Despite these large numbers, striking examples with original surfaces set afire by corrosion are hard to find. You can search dealer junk bins at a big show or browse hundreds of EBay listings on Saturday morning and not find one that grabs you.
Where are they?
Well, many are still in the parking lot. Folks don't pick up pennies anymore.
Others are buried in rolls or bargain bags of wheaties. Most dealers will not waste a 2x2 holder for a "scudzy" coin. Of course, they are cheap when found -- unless you have to buy the whole roll or bag.
One approach is to check the scarce dates -- like this 1914-S. These are set aside as fillers. Fillers? What are fillers anyway?
I try not to buy a coin that I am already unhappy with. What's the point. I might fall out of love with a coin, but I do not add a coin that is just a place-holder. It is important to remember that necromancers do not fill penny boards -- instead, we look for magic.
This one is not a filler. It has magic. It was lost, probably looked for, and then found (and saved from oblivion -- probably due to the "S" mint mark). The act of saving it made it special. We animate the coin.

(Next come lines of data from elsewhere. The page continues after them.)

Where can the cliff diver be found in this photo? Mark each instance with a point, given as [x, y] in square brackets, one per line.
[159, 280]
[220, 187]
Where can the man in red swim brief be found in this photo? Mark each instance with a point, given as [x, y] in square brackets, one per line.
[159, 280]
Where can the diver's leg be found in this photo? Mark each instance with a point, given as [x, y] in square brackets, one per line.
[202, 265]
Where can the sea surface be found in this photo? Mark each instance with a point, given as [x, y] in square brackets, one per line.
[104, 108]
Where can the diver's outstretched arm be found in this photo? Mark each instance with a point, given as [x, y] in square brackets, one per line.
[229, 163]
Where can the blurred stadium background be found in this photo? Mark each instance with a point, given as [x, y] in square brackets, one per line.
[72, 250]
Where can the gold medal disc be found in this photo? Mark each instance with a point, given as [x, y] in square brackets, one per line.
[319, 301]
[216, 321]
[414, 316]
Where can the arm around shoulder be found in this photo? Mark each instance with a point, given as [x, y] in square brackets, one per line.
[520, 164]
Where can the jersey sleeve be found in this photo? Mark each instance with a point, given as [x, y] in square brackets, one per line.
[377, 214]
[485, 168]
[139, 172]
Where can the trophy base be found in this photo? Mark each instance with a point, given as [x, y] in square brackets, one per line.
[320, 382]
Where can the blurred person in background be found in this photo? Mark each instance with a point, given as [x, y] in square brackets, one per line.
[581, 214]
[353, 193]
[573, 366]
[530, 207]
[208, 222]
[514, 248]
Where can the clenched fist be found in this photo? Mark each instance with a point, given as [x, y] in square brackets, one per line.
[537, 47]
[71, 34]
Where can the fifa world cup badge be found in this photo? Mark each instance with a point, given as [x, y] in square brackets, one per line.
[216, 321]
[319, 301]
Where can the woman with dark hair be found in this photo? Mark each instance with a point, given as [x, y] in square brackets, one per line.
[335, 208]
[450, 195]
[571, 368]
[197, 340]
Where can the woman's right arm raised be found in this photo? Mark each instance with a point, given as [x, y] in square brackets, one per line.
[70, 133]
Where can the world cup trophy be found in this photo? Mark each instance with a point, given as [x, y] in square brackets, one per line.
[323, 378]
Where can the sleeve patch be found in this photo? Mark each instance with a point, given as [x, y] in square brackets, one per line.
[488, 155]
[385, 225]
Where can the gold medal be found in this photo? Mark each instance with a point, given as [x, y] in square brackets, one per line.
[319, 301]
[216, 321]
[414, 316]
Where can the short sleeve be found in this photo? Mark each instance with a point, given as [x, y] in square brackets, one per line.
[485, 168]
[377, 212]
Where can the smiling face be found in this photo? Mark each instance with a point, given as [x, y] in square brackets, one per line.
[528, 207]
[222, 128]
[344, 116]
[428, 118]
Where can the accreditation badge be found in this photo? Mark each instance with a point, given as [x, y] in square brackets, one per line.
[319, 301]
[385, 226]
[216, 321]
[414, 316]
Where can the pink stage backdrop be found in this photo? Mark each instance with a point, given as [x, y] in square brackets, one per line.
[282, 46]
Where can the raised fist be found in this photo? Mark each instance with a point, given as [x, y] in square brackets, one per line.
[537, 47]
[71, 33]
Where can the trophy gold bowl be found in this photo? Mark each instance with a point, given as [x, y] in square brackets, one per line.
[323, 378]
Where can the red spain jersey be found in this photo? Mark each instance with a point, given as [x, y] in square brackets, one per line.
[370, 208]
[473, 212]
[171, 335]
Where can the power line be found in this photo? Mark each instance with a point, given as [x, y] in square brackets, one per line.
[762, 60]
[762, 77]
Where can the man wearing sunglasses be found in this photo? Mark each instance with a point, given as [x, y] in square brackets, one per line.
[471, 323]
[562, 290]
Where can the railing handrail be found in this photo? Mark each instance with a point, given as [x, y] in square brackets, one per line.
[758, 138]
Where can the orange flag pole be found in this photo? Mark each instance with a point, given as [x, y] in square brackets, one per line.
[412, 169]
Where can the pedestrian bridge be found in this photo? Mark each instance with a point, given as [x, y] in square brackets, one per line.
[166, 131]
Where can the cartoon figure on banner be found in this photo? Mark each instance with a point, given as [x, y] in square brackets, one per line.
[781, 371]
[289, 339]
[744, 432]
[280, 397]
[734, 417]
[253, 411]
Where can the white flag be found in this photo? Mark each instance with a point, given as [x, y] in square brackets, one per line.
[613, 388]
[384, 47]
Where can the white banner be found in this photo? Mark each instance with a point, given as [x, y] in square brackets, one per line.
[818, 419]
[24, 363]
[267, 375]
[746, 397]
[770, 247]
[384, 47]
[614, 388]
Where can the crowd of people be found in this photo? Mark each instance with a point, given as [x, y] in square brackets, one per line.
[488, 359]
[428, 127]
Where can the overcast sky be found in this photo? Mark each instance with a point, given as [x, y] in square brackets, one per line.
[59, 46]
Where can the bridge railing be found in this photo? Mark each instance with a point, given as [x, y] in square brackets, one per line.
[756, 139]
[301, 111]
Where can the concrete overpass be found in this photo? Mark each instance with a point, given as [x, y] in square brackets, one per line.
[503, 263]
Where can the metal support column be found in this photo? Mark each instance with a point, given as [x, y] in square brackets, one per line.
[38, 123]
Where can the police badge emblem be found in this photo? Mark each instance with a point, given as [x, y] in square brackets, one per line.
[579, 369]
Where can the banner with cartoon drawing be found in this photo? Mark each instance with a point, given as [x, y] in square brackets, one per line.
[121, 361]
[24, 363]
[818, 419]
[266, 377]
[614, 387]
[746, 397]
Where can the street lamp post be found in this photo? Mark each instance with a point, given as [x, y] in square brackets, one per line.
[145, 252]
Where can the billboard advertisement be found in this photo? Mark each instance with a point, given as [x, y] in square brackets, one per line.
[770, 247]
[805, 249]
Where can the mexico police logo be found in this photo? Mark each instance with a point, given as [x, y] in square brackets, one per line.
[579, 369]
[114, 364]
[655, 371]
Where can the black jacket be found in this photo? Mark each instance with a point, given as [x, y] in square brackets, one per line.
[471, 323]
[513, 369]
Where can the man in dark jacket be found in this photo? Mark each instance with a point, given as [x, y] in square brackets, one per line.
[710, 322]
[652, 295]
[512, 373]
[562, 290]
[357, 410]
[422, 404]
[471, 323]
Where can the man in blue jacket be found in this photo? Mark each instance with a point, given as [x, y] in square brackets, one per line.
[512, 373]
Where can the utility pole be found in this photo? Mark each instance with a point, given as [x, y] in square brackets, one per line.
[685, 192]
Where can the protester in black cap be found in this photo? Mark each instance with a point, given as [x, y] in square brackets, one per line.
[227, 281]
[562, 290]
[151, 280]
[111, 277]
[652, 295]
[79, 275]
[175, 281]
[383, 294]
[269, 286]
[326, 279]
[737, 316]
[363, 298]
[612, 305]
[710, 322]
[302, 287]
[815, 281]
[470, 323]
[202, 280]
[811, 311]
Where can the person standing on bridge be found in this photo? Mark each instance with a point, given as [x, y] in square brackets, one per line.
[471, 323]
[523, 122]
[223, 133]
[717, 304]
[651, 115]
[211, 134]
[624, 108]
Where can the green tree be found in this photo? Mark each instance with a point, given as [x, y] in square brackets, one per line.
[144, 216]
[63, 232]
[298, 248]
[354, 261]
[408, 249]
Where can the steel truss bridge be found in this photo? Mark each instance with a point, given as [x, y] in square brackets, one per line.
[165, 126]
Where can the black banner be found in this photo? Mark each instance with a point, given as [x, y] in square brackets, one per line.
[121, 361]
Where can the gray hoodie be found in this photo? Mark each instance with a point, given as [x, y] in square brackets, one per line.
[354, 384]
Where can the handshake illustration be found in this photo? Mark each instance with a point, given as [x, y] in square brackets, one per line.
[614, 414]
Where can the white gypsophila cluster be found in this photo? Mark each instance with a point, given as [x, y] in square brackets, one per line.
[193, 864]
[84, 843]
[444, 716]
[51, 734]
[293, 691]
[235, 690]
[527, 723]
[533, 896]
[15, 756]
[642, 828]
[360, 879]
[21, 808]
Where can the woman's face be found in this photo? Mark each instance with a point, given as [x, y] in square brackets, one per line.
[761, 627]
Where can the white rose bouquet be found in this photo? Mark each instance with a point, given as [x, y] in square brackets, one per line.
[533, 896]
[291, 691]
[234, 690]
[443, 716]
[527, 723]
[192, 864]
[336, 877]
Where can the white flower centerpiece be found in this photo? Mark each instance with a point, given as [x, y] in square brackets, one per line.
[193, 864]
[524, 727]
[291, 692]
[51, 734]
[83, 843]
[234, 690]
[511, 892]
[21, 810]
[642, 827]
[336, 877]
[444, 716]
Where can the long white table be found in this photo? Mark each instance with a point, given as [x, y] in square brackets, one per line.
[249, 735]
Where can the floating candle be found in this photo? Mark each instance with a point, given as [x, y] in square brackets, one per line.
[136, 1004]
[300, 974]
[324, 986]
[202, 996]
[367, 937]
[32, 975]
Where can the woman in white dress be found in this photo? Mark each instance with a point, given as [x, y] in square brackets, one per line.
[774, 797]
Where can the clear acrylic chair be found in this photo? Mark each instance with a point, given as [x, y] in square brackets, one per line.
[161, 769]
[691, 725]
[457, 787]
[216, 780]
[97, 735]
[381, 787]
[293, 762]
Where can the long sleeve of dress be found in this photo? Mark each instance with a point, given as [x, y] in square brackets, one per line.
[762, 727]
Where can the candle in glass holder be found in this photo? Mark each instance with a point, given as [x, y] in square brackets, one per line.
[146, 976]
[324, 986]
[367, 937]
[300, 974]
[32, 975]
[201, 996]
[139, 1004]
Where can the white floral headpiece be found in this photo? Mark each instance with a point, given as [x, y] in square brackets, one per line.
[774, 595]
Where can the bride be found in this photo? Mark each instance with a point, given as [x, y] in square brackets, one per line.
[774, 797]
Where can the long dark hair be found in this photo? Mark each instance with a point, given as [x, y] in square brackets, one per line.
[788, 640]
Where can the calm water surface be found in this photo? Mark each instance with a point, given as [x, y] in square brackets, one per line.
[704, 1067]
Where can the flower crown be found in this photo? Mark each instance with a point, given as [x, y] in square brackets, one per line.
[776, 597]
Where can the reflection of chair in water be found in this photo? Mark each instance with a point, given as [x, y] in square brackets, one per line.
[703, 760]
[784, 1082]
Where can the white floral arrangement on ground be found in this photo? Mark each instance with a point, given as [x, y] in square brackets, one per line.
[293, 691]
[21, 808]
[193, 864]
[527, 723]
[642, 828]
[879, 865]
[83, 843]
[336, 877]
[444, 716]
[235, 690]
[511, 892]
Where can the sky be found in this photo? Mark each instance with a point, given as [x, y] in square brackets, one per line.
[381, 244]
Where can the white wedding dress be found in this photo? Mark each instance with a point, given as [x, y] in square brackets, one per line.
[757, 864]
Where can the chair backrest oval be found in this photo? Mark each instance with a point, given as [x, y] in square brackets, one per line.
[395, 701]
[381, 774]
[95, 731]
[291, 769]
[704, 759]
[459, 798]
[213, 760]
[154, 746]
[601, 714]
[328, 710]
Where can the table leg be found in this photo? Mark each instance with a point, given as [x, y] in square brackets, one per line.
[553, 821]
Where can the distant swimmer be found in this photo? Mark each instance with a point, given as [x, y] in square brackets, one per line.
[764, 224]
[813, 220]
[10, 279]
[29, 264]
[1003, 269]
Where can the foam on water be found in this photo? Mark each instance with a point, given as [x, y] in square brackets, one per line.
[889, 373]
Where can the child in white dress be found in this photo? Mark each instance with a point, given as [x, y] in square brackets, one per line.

It was probably a woody cent when it first began to tone. I have seen this pattern before: first streaks, then blotches, and finally reds, browns, and blacks. The alloy mix was unfriendly at the start. The surfaces were charged up and unstable. But once the cent found its hiding place, moisture and soot pushed the issue.
Now it is a piece to behold. It looks pained. And, there is complexity in the grimace. An artist could not have brushed it more expertly. This cent exhibits the awful beauty that jots us to pay attention -- of course, red tones never fail to excite.